München – Die Landtagsgrünen haben am Dienstag, 13. Oktober, ihr Antragspaket zur Agroforstwirtschaft in Bayern im Plenum verteidigt – leider erfolglos. Mit sieben Anträgen setzt sich Hans Urban, forstpolitischer Sprecher und selbst Biobauer im Landkreis Bad Tölz-Wolfratshausen, ganz konkret dafür ein, die Agroforstwirtschaft in Bayern zu etablieren. CSU, Freie Wähler und AfD verweigern sich weiter der Zukunft und lehnten alle sieben Anträge am Dienstag ab; SPD und FDP unterstützen das Anliegen der Grünen.

„Es geht uns Grünen darum, die Agroforstwirtschaft als zukunftsweisenden Weg und Chance für eine klimaangepasste bayerische Landwirtschaft im Agrarförderrecht zu verankern“, so Urban. Bei der Agroforstwirtschaft werden Gehölze mit Ackerbau und Grünlandnutzung oder Tierhaltung so kombiniert, dass positive Wechselwirkungen entstehen. Besonders wertvoll ist diese Form der Landnutzung aus ökologischer Perspektive, sie fördert die Humusbildung, stärkt die Artenvielfalt, schützt vor Erosion und Trockenheit, fungiert als Biotopverbund und vieles mehr. Zudem ist es eine Möglichkeit für Bäuerinnen und Bauern, auf zunehmende Extremwetterereignisse zu reagieren und sich an Veränderungen durch den Klimawandel anzupassen.

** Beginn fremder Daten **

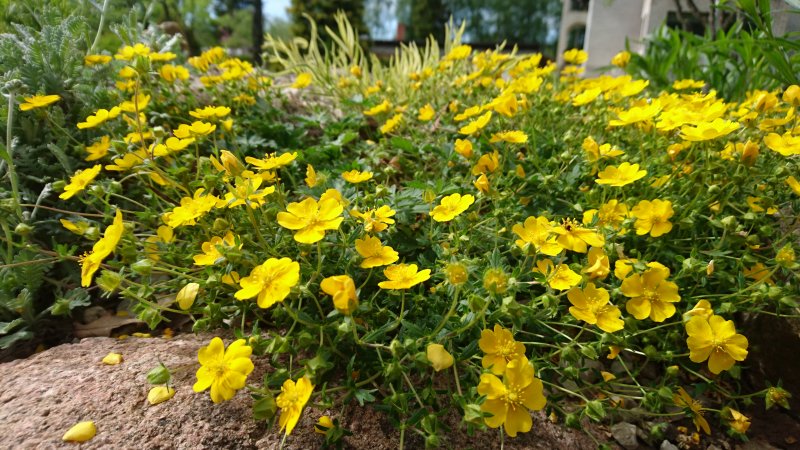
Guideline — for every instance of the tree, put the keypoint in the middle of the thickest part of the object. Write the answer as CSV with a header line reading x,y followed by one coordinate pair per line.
x,y
428,17
322,12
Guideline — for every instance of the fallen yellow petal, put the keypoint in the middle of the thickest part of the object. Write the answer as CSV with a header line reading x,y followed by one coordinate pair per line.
x,y
439,358
160,394
112,359
80,432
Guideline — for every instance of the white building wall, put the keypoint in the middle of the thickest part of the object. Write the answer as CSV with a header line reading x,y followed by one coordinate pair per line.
x,y
608,24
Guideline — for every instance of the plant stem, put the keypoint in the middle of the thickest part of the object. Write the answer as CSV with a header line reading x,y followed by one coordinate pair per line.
x,y
12,172
99,27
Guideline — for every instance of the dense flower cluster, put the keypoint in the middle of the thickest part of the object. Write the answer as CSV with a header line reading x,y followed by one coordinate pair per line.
x,y
480,217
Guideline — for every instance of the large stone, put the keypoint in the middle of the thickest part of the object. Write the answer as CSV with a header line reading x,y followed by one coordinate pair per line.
x,y
625,434
44,395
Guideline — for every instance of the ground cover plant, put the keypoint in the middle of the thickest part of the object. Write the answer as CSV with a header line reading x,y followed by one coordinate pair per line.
x,y
471,232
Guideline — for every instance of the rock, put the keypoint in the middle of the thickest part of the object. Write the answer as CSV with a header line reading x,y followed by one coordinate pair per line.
x,y
667,445
46,394
625,434
757,444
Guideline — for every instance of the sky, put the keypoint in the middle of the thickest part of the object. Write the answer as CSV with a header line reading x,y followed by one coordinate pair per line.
x,y
276,9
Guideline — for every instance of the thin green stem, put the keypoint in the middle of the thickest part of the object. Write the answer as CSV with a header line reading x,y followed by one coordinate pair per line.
x,y
12,171
99,27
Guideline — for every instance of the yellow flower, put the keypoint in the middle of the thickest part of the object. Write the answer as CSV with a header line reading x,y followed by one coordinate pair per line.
x,y
785,256
292,400
343,290
271,161
245,192
99,149
759,273
715,339
477,124
79,181
469,112
38,101
487,163
586,96
684,400
463,147
495,281
112,359
355,176
160,394
101,249
575,56
99,117
311,176
224,371
702,309
459,52
374,253
91,60
439,358
323,425
591,305
482,183
538,232
310,219
391,124
303,80
560,277
594,152
786,145
380,108
186,295
162,57
456,273
191,208
621,59
210,112
651,295
170,73
451,206
572,236
403,276
211,249
196,129
271,281
509,401
738,422
653,217
135,104
792,95
635,114
620,176
513,137
426,113
599,266
500,348
680,85
375,220
80,432
704,131
128,52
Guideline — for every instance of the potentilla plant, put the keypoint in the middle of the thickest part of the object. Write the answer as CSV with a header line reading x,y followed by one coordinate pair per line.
x,y
477,233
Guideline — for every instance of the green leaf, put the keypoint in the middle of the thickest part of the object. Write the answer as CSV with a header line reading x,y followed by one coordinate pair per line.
x,y
159,375
595,410
403,144
364,396
7,327
8,341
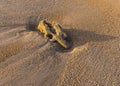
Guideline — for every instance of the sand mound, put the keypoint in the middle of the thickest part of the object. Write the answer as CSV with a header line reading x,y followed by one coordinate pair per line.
x,y
27,59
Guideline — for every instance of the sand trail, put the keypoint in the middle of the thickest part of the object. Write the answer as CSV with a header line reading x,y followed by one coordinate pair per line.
x,y
28,59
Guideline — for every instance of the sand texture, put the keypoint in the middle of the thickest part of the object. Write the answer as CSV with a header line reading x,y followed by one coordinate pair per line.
x,y
28,59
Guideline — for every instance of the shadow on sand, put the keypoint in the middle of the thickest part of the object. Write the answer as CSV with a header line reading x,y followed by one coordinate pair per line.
x,y
81,37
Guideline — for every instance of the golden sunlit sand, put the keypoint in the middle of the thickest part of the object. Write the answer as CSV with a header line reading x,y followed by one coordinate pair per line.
x,y
28,59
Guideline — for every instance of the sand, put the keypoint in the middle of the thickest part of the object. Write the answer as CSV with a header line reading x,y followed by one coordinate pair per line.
x,y
28,59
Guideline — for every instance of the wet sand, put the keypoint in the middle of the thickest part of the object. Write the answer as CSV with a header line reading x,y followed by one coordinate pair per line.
x,y
28,59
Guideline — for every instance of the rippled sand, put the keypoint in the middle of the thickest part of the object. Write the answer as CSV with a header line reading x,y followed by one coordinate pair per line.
x,y
28,59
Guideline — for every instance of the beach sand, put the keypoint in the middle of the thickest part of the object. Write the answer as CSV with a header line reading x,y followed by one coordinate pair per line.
x,y
28,59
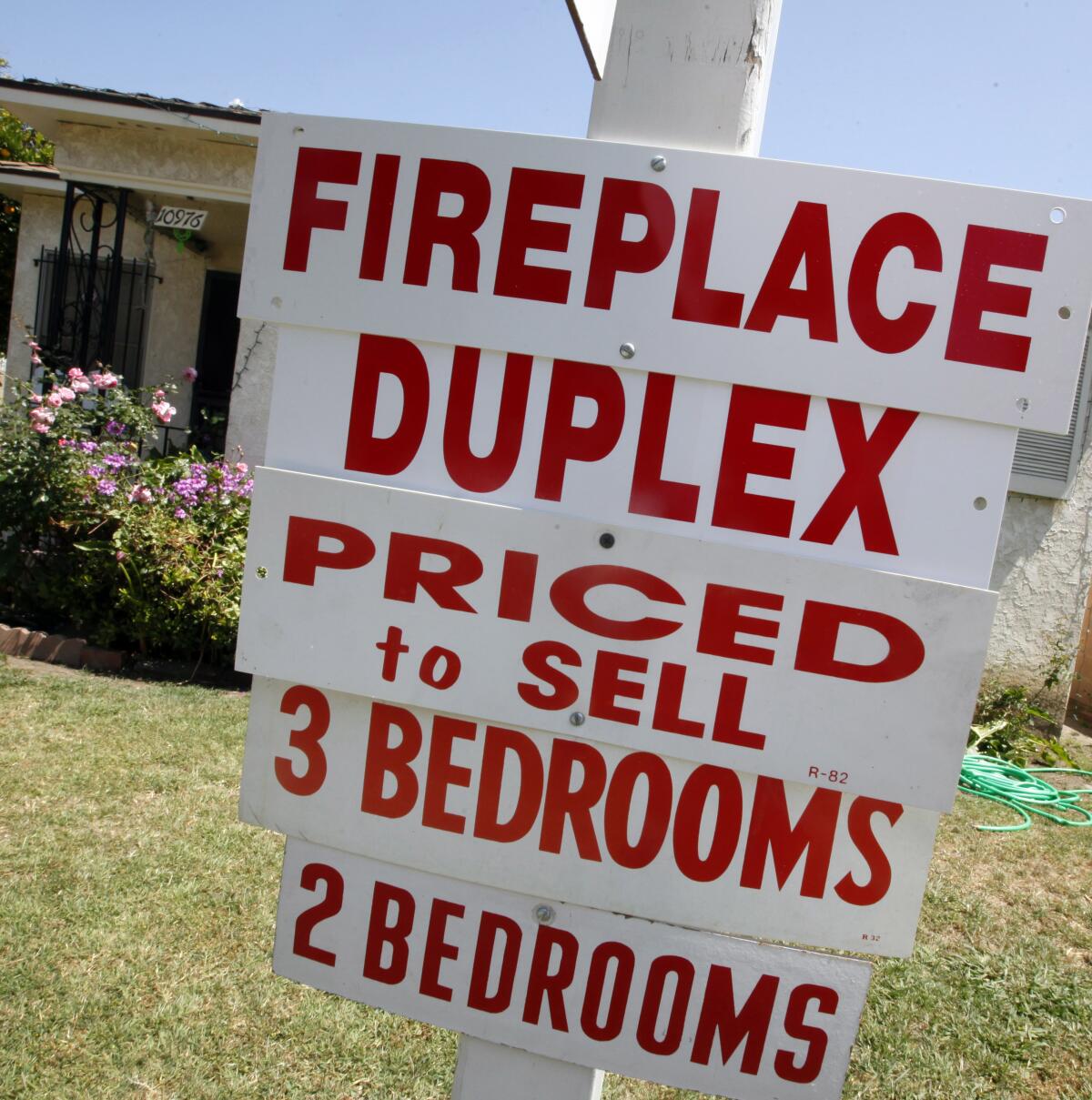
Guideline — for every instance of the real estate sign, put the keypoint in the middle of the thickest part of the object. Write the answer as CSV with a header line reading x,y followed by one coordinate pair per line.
x,y
804,670
564,817
684,1008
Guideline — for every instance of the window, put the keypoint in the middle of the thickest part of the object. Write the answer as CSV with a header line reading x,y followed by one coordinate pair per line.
x,y
1046,464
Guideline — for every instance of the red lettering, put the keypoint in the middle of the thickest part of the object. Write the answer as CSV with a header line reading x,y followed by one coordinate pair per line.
x,y
308,211
611,252
400,359
385,759
380,208
517,585
859,489
771,833
693,800
617,810
381,932
487,472
807,242
531,187
650,494
569,596
529,782
976,294
719,1019
683,972
478,995
727,725
543,984
564,442
694,300
891,335
784,1063
442,773
625,961
564,801
861,812
429,227
722,621
743,456
818,641
537,659
607,685
669,701
406,572
437,948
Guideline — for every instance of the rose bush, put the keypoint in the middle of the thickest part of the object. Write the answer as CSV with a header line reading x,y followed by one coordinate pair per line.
x,y
126,549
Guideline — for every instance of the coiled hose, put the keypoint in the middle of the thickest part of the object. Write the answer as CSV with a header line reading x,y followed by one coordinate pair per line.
x,y
1019,789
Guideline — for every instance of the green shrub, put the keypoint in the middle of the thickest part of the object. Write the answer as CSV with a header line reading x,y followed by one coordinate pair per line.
x,y
142,552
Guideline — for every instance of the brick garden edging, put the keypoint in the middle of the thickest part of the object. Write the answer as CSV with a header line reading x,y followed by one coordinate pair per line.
x,y
58,649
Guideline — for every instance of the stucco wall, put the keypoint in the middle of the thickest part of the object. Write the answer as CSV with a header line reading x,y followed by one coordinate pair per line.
x,y
1042,571
198,157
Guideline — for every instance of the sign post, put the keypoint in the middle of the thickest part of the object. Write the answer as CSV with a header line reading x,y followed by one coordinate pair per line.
x,y
721,105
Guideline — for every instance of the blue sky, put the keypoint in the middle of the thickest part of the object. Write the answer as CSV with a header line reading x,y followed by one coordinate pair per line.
x,y
992,91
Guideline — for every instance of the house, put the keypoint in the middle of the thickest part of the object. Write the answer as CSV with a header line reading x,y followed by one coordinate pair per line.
x,y
170,304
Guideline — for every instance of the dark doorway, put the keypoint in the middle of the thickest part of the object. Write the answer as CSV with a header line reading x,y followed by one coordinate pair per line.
x,y
216,362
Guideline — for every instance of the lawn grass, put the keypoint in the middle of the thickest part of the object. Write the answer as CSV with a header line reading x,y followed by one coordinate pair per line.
x,y
136,929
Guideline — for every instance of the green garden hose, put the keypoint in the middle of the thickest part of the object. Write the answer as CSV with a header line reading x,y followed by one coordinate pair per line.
x,y
1019,790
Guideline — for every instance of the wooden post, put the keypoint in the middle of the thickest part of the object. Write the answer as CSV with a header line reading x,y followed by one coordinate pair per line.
x,y
689,74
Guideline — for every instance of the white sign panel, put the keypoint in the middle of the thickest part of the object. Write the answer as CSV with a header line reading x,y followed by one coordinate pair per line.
x,y
179,217
591,822
885,489
965,300
722,1015
798,669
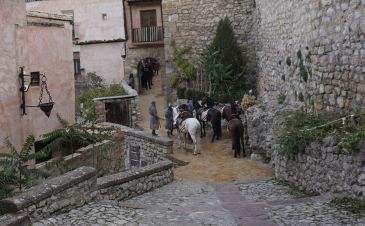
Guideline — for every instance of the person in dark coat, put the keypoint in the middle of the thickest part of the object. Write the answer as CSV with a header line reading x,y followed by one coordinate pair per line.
x,y
169,116
154,120
146,76
131,81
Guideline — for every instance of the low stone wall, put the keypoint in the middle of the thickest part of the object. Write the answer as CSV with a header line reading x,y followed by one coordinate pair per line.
x,y
81,186
56,195
325,168
142,149
107,157
126,185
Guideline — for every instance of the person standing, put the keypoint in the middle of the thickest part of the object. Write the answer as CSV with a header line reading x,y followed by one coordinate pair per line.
x,y
154,120
169,116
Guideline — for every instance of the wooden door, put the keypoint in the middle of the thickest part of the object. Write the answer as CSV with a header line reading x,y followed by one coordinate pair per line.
x,y
118,112
148,18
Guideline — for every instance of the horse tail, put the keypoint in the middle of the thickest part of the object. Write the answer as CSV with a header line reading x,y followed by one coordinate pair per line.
x,y
237,138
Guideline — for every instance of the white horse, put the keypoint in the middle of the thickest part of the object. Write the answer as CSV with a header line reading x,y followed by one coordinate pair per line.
x,y
189,125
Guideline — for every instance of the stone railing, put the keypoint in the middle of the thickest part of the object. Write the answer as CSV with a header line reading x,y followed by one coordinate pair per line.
x,y
126,185
78,187
56,195
107,157
324,168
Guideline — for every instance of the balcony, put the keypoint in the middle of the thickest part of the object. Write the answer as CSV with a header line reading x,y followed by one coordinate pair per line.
x,y
146,35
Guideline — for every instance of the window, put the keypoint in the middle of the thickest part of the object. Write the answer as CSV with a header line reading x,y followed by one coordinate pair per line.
x,y
34,78
148,18
77,66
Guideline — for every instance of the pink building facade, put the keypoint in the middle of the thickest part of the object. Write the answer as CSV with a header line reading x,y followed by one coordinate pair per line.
x,y
39,43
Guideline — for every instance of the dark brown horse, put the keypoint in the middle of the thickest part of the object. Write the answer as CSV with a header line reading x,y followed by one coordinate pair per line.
x,y
214,117
231,111
236,131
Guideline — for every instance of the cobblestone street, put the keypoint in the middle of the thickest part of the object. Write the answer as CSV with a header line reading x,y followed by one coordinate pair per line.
x,y
195,203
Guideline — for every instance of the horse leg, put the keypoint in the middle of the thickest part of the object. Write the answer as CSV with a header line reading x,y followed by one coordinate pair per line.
x,y
179,138
195,144
214,133
185,140
243,145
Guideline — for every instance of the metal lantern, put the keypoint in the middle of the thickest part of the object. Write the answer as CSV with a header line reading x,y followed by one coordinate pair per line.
x,y
46,107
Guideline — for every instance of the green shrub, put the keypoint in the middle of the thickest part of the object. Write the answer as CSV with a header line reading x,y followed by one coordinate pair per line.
x,y
15,173
301,97
180,92
86,99
288,61
302,128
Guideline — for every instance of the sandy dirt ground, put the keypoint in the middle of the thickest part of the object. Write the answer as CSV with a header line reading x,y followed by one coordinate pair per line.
x,y
215,163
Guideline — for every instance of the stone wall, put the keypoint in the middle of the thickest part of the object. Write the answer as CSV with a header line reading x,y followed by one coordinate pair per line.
x,y
330,36
126,185
106,157
130,101
56,195
325,168
193,23
78,187
135,55
142,149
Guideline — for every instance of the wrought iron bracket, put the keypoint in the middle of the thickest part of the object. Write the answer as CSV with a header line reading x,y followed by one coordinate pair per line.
x,y
45,107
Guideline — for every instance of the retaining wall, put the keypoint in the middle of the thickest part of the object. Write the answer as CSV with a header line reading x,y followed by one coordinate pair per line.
x,y
324,167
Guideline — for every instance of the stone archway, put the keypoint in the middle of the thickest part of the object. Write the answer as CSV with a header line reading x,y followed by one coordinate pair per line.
x,y
135,56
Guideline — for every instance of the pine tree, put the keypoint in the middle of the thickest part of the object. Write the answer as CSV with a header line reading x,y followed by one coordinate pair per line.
x,y
230,56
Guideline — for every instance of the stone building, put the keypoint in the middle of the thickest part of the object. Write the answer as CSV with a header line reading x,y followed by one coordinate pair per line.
x,y
39,43
98,35
145,36
328,35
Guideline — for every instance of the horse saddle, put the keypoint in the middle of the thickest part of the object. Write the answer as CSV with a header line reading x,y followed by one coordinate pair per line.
x,y
182,127
204,116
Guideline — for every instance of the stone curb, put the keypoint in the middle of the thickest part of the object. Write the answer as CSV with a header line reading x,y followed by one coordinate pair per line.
x,y
123,177
47,189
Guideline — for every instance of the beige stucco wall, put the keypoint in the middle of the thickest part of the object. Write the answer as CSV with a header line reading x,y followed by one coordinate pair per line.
x,y
12,19
50,52
133,16
104,59
38,49
89,23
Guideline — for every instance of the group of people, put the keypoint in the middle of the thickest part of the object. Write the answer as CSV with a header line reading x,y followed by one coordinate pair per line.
x,y
150,67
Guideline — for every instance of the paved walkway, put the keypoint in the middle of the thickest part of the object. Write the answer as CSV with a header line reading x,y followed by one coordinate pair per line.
x,y
196,203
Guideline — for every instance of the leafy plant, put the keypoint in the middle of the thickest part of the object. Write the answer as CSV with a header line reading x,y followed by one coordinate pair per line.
x,y
220,76
187,70
68,137
301,129
15,171
288,61
248,101
86,100
301,97
223,61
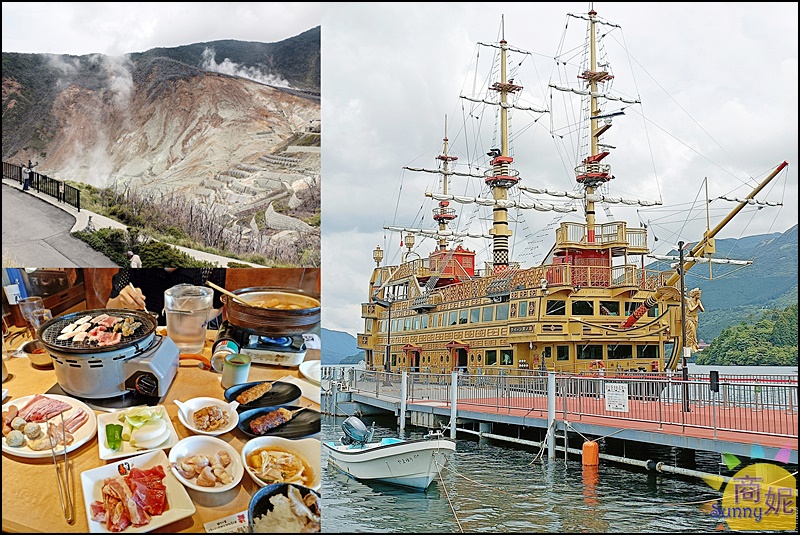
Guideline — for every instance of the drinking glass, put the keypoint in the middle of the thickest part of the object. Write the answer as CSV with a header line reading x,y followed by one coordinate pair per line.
x,y
187,307
26,306
40,317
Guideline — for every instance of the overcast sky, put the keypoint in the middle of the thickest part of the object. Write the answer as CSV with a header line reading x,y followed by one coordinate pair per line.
x,y
116,28
718,84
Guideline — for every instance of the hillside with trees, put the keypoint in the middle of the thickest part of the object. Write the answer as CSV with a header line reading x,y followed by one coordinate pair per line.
x,y
770,340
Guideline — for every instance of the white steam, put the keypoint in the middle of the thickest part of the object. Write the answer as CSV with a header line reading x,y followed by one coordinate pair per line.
x,y
234,69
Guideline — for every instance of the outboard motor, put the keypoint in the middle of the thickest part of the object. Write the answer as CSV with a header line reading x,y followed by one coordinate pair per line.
x,y
355,432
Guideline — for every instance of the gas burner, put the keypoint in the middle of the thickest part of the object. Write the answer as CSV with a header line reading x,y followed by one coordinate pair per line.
x,y
262,349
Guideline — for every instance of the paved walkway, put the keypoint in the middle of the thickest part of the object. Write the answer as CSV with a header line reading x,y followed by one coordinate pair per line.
x,y
37,234
45,241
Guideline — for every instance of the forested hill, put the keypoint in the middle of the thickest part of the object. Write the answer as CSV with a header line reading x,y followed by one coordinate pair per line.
x,y
737,293
772,340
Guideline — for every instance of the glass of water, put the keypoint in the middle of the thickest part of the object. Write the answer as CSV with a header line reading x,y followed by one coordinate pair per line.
x,y
187,308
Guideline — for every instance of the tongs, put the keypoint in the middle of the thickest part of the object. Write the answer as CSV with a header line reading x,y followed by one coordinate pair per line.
x,y
69,507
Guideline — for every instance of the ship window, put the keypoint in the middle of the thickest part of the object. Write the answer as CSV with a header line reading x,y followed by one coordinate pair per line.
x,y
583,308
631,306
620,352
502,312
609,308
649,351
590,352
556,308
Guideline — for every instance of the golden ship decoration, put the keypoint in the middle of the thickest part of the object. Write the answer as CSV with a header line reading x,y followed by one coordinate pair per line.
x,y
590,306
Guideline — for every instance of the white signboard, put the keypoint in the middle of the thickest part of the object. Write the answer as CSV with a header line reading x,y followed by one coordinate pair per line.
x,y
617,397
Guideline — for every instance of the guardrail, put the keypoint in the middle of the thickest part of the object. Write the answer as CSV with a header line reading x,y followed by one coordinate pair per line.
x,y
758,404
58,189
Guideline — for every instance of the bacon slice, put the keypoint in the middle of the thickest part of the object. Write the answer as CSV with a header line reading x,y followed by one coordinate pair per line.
x,y
98,319
41,408
148,489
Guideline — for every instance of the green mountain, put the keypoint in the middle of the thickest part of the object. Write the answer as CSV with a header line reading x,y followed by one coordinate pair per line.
x,y
743,293
772,340
339,347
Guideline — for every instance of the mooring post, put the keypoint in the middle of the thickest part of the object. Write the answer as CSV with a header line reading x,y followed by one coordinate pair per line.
x,y
551,415
403,394
453,403
334,395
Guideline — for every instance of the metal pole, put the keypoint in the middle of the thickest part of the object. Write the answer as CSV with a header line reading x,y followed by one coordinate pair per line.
x,y
403,395
387,362
685,370
453,403
551,415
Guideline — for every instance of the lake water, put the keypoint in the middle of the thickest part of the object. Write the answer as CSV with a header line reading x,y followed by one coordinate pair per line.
x,y
501,487
495,488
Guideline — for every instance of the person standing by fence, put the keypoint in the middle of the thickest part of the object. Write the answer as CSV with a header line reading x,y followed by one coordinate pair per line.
x,y
26,178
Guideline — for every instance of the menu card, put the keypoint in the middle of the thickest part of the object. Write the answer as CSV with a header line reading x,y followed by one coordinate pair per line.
x,y
236,523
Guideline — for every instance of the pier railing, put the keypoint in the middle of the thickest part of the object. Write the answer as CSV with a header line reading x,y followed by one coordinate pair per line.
x,y
759,404
57,189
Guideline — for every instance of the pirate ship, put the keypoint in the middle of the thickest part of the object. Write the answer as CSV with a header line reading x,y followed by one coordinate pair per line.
x,y
591,304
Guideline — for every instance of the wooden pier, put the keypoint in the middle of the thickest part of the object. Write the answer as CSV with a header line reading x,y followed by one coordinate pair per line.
x,y
748,417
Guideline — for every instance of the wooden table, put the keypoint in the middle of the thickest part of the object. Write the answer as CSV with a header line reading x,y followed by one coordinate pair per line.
x,y
30,492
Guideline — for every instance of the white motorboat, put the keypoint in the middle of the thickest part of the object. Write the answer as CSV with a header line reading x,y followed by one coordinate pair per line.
x,y
410,463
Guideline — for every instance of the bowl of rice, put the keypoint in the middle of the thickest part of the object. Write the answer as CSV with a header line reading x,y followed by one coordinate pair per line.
x,y
284,508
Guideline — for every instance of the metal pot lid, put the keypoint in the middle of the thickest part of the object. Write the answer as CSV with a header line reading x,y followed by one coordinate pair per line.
x,y
50,331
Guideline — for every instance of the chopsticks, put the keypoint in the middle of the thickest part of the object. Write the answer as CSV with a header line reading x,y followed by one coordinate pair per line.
x,y
68,515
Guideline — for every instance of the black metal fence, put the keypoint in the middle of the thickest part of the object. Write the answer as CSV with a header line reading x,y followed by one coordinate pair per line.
x,y
61,191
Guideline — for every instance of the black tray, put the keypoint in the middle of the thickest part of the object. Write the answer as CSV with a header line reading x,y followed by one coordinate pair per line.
x,y
303,424
280,394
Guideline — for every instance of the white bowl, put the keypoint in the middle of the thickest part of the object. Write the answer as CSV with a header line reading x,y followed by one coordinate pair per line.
x,y
195,404
308,449
207,446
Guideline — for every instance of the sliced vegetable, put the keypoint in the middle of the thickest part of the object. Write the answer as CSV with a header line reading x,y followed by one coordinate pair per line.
x,y
114,436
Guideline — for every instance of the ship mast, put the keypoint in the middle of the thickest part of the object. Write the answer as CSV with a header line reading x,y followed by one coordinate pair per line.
x,y
501,177
444,214
591,173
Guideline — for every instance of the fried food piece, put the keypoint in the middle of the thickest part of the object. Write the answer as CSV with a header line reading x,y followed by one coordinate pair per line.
x,y
271,420
210,418
253,393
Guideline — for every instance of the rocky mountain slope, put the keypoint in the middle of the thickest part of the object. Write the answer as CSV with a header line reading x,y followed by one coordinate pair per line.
x,y
231,126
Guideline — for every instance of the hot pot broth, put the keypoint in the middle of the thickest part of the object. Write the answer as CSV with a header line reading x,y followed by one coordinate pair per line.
x,y
273,464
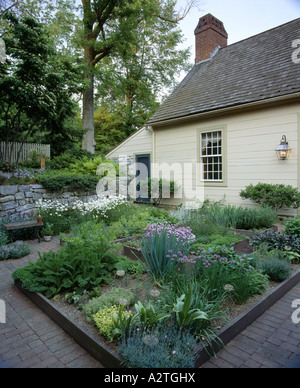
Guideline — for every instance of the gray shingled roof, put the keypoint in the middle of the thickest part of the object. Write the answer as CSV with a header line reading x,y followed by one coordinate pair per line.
x,y
252,70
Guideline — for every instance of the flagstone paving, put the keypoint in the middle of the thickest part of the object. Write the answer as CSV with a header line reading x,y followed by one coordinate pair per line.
x,y
30,339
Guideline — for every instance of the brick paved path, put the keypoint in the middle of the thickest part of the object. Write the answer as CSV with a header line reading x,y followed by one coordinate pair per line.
x,y
30,339
272,341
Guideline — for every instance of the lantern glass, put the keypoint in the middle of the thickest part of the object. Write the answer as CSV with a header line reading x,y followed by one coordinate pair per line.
x,y
283,151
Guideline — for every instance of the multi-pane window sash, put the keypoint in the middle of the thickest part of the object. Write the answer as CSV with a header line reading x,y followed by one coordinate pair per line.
x,y
212,156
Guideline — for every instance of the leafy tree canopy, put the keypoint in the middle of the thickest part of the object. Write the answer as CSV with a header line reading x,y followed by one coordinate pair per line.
x,y
36,85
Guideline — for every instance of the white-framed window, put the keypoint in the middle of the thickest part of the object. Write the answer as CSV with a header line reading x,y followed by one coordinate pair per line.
x,y
211,156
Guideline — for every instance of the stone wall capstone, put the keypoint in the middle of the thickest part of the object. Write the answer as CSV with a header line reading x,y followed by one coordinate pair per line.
x,y
24,198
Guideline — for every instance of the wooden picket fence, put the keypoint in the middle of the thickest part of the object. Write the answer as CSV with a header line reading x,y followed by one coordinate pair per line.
x,y
18,152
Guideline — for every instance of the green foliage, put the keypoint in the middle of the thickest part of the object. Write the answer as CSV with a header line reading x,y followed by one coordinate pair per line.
x,y
56,181
241,217
108,299
155,250
129,226
214,241
165,348
36,86
219,267
188,317
14,251
3,237
147,316
276,196
104,322
130,267
275,240
66,159
292,226
82,264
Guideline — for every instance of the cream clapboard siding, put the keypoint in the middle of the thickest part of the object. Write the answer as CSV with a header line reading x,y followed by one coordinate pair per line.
x,y
251,141
138,143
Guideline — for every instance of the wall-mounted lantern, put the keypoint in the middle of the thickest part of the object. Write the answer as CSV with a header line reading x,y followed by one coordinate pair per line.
x,y
283,151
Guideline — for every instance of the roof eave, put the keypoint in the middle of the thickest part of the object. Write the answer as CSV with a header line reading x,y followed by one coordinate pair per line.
x,y
227,110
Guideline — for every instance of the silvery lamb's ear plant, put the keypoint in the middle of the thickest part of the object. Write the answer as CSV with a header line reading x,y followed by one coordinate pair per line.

„Im Agrarbericht im Juli hat Frau Staatsministerin Kaniber ihre guten Absichten kundgetan und eine Anpassung der Landwirtschaft an die vermehrt auftretende Trockenheit für notwendig erklärt. Ich verstehe deshalb nicht, warum sich ihre eigenen Parteikollegen im Landtag unseren ganz konkreten Vorschlägen hierzu versperren“, sagt Urban. „Die Vorteile der Agroforstwirtschaft sind so vielfältig, dass nicht nachzuvollziehen ist, warum wir in Bayern und Deutschland nicht längst mehr Gewicht auf diese Form der Landwirtschaft setzen, wie es in unseren Nachbarländern übrigens schon seit Jahren passiert. Deutschland ist eines der Schlusslichter im europäischen Vergleich.“ Geht es nach den Grünen, soll die Agroforstwirtschaft als Maßnahme im Kulturlandschaftsprogramm förderfähig werden. Zudem soll eine umfassende Wissenstransferkampagne gestartet, die Forschung erweitert und die Thematik in den Lehrplänen der Landwirtschaftsschulen verankert werden.